Por: Jorge Guillermo CANO
En la actualidad, incluso las novedades relativas de la globalización, en primer lugar la festinada aceleración de los intercambios internacionales, más que la presencia de éstos en estricto, no incluyen un cierto orden de previsiones, ni se percibe la idea de un proceso más o menos estructurado con vista a objetivos que trasciendan la simple intención de lucro, cuya lógica se agota en sí misma.
La preeminencia del interés de parte en el rejuego del mundo global, hace que los proyectos de largo plazo no resulten consistentes a la lógica de la ganancia, inmediatista y terrenal.
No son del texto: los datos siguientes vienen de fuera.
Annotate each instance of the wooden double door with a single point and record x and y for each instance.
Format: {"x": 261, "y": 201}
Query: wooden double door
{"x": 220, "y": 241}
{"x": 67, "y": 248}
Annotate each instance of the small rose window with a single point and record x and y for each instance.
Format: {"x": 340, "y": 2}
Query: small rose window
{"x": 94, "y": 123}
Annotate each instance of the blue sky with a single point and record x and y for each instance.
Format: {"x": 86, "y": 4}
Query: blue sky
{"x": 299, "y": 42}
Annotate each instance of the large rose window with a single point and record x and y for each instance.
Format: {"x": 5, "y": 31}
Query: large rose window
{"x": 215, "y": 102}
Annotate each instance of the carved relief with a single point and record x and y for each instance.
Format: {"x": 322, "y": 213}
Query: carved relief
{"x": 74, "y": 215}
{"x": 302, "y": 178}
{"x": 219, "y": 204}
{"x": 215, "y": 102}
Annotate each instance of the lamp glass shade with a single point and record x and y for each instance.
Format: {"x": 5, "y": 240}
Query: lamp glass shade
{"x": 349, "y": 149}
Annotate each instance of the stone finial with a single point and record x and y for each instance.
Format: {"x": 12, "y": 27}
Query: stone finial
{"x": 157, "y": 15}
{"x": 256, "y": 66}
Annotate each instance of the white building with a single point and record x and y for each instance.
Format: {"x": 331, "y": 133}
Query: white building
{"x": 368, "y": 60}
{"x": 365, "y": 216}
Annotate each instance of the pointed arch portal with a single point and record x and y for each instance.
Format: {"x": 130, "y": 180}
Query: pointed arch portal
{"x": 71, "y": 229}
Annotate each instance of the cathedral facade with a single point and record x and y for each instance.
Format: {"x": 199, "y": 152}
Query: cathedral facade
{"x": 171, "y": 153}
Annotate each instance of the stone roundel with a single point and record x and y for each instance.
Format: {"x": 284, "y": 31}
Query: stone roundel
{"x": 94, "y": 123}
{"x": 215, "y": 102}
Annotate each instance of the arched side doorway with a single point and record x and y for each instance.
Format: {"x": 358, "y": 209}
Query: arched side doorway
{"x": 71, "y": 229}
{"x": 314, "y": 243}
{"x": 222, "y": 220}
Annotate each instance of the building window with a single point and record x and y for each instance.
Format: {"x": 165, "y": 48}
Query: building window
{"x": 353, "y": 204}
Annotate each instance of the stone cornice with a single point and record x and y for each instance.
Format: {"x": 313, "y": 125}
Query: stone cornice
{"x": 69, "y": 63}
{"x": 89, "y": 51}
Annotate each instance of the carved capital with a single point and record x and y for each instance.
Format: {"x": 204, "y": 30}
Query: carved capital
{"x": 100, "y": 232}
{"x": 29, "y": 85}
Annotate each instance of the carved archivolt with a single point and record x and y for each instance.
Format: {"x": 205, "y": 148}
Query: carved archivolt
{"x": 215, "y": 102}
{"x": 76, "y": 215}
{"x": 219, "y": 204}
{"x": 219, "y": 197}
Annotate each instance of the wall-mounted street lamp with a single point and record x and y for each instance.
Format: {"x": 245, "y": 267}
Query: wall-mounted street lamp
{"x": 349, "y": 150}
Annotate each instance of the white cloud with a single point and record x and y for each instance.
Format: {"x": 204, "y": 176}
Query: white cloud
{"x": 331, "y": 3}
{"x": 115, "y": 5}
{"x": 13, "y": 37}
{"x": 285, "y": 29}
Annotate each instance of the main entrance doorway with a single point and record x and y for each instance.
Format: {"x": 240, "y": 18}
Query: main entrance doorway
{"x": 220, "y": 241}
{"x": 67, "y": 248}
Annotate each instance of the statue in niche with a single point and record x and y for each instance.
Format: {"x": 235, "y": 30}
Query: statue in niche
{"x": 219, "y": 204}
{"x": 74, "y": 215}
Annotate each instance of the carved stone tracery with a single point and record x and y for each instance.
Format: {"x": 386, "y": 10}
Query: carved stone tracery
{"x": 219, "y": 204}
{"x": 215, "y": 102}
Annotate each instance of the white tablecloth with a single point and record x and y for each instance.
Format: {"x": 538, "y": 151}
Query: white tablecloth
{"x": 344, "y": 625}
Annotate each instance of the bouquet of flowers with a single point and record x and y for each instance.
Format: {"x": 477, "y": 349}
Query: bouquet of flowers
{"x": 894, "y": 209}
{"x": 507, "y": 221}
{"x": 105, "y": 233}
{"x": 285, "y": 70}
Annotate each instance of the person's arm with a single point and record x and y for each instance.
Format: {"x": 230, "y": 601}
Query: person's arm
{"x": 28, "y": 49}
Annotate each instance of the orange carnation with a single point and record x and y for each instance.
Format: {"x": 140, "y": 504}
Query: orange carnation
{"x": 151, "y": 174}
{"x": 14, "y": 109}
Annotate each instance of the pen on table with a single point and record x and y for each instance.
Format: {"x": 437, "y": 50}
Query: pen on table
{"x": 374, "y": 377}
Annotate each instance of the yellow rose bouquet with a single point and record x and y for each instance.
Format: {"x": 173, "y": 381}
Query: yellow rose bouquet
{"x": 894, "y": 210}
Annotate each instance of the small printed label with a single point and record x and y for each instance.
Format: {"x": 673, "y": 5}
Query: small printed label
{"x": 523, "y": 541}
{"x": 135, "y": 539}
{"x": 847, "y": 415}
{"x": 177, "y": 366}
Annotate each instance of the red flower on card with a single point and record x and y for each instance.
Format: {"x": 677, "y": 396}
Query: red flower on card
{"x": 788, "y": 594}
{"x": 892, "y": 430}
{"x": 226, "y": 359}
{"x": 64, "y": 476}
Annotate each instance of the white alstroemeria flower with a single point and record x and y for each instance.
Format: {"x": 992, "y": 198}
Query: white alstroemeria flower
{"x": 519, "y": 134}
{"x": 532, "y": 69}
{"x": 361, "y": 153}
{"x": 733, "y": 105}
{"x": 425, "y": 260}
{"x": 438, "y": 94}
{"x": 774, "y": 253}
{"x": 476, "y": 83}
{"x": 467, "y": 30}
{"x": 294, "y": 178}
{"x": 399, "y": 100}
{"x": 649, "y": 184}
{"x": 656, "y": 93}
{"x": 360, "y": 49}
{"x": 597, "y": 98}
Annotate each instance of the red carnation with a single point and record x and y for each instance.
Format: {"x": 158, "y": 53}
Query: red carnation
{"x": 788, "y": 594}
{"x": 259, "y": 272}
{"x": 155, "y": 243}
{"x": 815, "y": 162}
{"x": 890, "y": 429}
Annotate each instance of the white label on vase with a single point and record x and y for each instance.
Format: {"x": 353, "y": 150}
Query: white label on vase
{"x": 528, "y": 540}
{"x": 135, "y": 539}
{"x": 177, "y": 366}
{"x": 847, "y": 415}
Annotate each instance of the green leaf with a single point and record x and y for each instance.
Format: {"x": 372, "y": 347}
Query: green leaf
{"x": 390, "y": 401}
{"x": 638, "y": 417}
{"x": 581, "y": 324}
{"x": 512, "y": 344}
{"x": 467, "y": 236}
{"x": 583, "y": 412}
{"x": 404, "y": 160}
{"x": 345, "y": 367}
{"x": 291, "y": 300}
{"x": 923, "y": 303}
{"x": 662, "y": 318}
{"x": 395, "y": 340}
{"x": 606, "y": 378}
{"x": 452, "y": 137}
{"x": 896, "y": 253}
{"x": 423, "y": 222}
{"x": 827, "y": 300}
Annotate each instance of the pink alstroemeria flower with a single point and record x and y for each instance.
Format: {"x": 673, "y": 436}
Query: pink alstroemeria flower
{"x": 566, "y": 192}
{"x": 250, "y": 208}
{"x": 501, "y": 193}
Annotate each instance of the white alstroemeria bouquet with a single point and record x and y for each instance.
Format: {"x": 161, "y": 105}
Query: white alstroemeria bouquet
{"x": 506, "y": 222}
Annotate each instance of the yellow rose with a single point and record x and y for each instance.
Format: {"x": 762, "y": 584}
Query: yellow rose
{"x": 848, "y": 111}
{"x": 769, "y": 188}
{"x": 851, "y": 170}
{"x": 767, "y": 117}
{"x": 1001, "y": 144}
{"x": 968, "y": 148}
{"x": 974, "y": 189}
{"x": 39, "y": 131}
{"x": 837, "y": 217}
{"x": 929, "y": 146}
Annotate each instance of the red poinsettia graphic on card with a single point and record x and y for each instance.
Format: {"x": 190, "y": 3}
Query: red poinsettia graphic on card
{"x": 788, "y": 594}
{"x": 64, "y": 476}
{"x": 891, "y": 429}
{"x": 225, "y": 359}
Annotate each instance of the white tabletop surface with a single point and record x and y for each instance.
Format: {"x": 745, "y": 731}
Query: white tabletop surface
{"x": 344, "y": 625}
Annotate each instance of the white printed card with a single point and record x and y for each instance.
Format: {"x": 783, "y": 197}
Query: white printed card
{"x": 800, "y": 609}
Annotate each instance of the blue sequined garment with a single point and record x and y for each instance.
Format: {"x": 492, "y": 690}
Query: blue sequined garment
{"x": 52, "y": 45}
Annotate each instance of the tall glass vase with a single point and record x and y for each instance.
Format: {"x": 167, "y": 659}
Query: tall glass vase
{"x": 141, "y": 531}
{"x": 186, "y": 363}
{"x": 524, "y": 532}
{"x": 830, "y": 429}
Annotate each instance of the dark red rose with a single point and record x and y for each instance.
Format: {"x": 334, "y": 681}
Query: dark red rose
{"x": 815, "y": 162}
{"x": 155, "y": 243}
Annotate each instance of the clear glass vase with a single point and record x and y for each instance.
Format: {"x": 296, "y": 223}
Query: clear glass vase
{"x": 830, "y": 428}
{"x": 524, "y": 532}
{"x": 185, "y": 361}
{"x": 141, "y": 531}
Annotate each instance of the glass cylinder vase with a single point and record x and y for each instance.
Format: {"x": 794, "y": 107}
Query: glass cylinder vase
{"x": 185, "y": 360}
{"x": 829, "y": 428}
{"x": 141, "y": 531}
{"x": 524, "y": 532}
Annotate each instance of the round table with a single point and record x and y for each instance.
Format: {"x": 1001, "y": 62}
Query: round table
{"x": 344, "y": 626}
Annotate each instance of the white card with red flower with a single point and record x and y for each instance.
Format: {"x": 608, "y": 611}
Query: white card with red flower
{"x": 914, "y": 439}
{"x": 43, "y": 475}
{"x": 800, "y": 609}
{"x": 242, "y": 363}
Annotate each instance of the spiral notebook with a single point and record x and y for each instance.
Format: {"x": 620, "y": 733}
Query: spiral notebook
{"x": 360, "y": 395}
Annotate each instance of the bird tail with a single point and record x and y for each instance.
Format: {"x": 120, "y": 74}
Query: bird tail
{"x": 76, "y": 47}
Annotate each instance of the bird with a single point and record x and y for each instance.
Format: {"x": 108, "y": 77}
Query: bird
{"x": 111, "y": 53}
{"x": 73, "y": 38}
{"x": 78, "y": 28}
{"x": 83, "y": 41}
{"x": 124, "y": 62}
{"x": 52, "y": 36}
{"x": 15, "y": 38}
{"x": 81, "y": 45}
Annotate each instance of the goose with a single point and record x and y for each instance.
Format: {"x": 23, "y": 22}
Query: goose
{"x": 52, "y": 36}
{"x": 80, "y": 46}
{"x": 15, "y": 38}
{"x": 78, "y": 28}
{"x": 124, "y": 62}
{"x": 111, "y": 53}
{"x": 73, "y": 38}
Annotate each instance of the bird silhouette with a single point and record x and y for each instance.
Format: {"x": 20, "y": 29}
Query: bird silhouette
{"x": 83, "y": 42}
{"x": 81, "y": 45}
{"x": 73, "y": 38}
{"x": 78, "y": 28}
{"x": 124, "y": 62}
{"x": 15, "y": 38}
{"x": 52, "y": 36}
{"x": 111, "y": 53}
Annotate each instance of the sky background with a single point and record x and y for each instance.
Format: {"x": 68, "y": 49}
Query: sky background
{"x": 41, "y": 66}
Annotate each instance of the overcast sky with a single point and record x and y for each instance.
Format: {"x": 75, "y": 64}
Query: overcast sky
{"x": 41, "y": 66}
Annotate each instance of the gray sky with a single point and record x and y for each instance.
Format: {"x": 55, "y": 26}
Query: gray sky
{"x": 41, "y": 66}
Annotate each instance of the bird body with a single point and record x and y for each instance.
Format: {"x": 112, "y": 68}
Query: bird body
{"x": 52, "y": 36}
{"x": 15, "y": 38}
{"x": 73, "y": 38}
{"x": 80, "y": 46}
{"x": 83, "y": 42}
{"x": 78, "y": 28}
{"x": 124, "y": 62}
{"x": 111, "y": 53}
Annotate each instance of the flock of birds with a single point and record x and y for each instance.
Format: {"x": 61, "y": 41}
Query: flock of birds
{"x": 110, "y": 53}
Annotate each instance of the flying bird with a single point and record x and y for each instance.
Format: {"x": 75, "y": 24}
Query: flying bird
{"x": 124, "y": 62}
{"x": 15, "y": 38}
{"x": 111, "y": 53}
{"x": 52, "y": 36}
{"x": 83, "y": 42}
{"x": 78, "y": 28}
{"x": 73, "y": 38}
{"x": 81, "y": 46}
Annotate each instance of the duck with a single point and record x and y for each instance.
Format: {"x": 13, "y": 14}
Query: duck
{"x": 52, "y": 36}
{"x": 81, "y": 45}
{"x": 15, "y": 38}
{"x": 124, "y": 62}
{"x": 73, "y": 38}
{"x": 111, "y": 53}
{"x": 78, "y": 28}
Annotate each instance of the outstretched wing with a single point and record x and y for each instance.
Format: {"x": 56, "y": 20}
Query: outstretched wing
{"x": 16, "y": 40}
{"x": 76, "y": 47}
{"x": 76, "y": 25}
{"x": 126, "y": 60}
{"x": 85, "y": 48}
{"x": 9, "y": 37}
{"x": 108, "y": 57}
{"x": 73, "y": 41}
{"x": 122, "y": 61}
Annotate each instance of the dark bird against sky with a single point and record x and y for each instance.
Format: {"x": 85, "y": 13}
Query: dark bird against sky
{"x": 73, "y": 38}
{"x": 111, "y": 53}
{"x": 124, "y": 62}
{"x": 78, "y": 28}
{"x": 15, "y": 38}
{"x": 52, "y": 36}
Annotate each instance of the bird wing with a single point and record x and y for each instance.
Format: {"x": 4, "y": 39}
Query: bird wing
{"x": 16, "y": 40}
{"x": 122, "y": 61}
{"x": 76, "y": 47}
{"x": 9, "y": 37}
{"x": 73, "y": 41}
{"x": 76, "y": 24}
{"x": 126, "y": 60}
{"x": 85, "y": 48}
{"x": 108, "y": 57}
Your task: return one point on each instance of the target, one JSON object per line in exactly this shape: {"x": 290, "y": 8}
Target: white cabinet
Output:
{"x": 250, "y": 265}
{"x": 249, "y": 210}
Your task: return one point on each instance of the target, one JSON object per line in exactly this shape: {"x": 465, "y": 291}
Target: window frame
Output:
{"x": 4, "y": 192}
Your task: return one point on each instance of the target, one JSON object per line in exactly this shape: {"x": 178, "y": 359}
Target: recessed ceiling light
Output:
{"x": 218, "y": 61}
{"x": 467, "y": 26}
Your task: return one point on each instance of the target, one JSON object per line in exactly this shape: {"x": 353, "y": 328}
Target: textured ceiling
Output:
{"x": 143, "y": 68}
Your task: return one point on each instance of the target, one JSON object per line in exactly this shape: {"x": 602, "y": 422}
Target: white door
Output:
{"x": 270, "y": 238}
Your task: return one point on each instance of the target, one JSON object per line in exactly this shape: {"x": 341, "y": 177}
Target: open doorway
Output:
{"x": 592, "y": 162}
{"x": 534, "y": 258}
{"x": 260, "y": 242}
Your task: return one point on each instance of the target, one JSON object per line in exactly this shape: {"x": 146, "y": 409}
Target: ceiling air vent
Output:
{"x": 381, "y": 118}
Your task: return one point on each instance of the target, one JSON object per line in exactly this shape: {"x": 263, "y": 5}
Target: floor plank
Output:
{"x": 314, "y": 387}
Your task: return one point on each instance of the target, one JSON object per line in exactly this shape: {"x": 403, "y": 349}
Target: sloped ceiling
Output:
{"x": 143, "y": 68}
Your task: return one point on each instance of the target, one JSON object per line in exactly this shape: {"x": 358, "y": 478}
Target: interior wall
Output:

De manera que, a fin de cuentas, son las relaciones de poder las que aseguran que un modelo de desarrollo prive sobre los demás.
Lo que se homogeniza, conviene precisar, es la aspiración a acceder a los niveles de bienestar que, se asume por efectos del proceso de internalización, tienen las sociedades que han sido adoptadas como modelo.
EL “CAMBIO” COMO TRAMPA
La retórica del cambio se ha instalado en los tiempos de la globalización; el cambio, es ahora un componente discursivo central para fundamentar el esquema emergente de lo global en todas sus vertientes. Pero la noción de cambio ha sido felizmente exorcizada: ya no es portador de amenazas subversivas; su natural orientación contestataria ha sido corregida en favor de una superación de lo presente pero conservando su lógica, en el continum de lo establecido. El cambio, así, aparece como funcional, adecuado y consistente a los propósitos, paradójicamente, de lo que se niega a cambiar.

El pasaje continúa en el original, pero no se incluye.